Work is still ongoing to try to find survivors in the wreckage, but rescuers say there is now little hope of finding more people alive.
The 1.2km Morandi bridge was built in 1967, but had had major repair work in the 1990s and restructuring work in 2016.
While the cause of the collapse is not yet know, there is mounting speculation that its original design and construction is to blame and that further maintenance work could have played a part.
The bridge is used by 25 million vehicles a year, as it forms part of a major highway linking Italy to France. While projects such as bridge are expected to have a lifespan of at least 100 years, the pressure of heavy traffic may have played a role.
Work to shore up the bridge’s foundation had been ongoing when the bridge fell apart yesterday. So another option is that the maintenance work had somehow left the bridge exposed to an excessive load.
Some experts have also said the engineer behind the project, Riccardo Morandi, failed to foresee the way in which concrete age. Antonio Brencich, a structural engineer and lecturer at Genoa University said in 2016: “there are errors in this bridge. Sooner or later, it will have to be replaced. I don’t know when.”
His comments, which were published in the Italian media at the time, included the observation that “right away, the bridge manifested various problems beyond the [over budget] construction costs.”
Yet another possibility is that the bridge was never built properly or has had dangerous repair jobs. The mafia is known to have infiltrated Italian cement and reconstruction companies, and could be behind a sub-standard job on the bridge. Rumours have been reported that the mafia may have altered altered the concrete mix, reducing the amount of cement content to cut costs - but to the detriment of load-bearing capacity.

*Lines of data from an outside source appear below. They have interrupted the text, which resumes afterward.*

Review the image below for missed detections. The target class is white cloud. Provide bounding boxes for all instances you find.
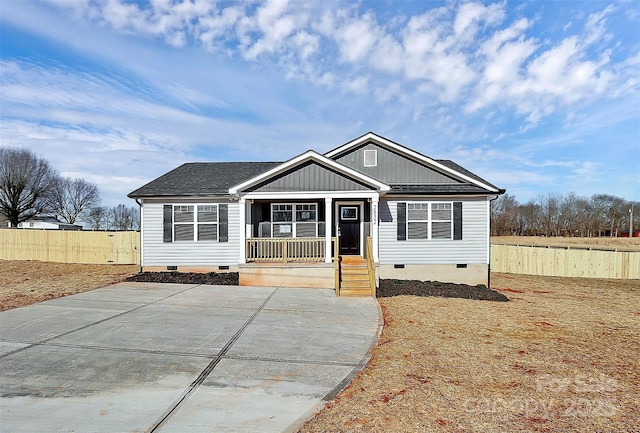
[402,7,476,102]
[453,2,504,39]
[332,12,380,63]
[2,1,639,203]
[242,0,303,59]
[342,76,370,94]
[292,31,319,59]
[31,1,633,125]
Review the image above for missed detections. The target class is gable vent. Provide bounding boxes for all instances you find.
[364,149,377,167]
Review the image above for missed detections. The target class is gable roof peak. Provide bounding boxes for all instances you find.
[325,132,500,193]
[229,148,390,194]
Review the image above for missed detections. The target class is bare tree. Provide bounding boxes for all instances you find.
[557,192,579,236]
[48,177,101,224]
[108,204,139,230]
[0,148,58,227]
[491,193,519,235]
[573,196,592,237]
[538,193,561,236]
[491,192,637,237]
[519,200,543,236]
[84,206,109,230]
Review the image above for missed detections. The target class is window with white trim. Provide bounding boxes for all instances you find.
[364,149,377,167]
[407,202,452,240]
[271,203,319,237]
[407,203,428,239]
[431,203,452,239]
[173,204,218,241]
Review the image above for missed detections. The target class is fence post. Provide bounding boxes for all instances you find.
[283,239,288,263]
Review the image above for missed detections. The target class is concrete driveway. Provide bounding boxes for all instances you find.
[0,283,381,432]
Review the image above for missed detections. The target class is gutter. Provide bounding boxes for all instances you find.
[134,198,143,273]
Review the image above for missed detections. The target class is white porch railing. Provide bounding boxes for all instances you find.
[246,237,326,263]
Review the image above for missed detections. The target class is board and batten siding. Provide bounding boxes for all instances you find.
[334,142,461,185]
[246,161,372,192]
[142,200,240,267]
[378,198,489,264]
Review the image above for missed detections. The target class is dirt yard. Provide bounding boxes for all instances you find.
[1,260,638,432]
[0,260,138,311]
[299,273,640,433]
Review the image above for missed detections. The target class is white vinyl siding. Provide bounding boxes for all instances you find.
[379,198,489,264]
[142,200,239,266]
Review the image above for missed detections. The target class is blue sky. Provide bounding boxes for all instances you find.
[1,0,639,206]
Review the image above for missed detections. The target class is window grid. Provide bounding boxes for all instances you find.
[406,202,453,240]
[173,204,219,242]
[271,203,319,238]
[431,203,452,239]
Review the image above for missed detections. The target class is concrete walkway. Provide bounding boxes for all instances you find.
[0,283,381,432]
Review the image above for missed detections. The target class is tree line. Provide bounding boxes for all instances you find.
[0,147,139,230]
[491,192,638,237]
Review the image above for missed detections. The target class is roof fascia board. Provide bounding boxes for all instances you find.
[135,195,233,202]
[382,194,495,200]
[325,132,499,193]
[241,191,381,200]
[229,150,390,194]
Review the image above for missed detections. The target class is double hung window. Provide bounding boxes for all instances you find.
[173,204,218,241]
[406,202,452,240]
[431,203,452,239]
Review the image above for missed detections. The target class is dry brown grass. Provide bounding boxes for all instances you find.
[493,235,640,251]
[299,273,640,433]
[0,260,138,311]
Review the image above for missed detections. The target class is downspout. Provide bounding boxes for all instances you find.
[488,194,500,289]
[135,198,143,273]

Steel work corrosion is perhaps a more likely culprit and could have undermined the structural integrity of the bridge.
The Italian transport minister has called for the bridge’s maintenance company, Autostrade per L’Italia, to be fined and for its operational licence to be removed. The company has said it monitored the bridge each quarter according to its contractual oblibations.
The Genoa Public Prosecutor’s Office is investigating possible negligent homicide.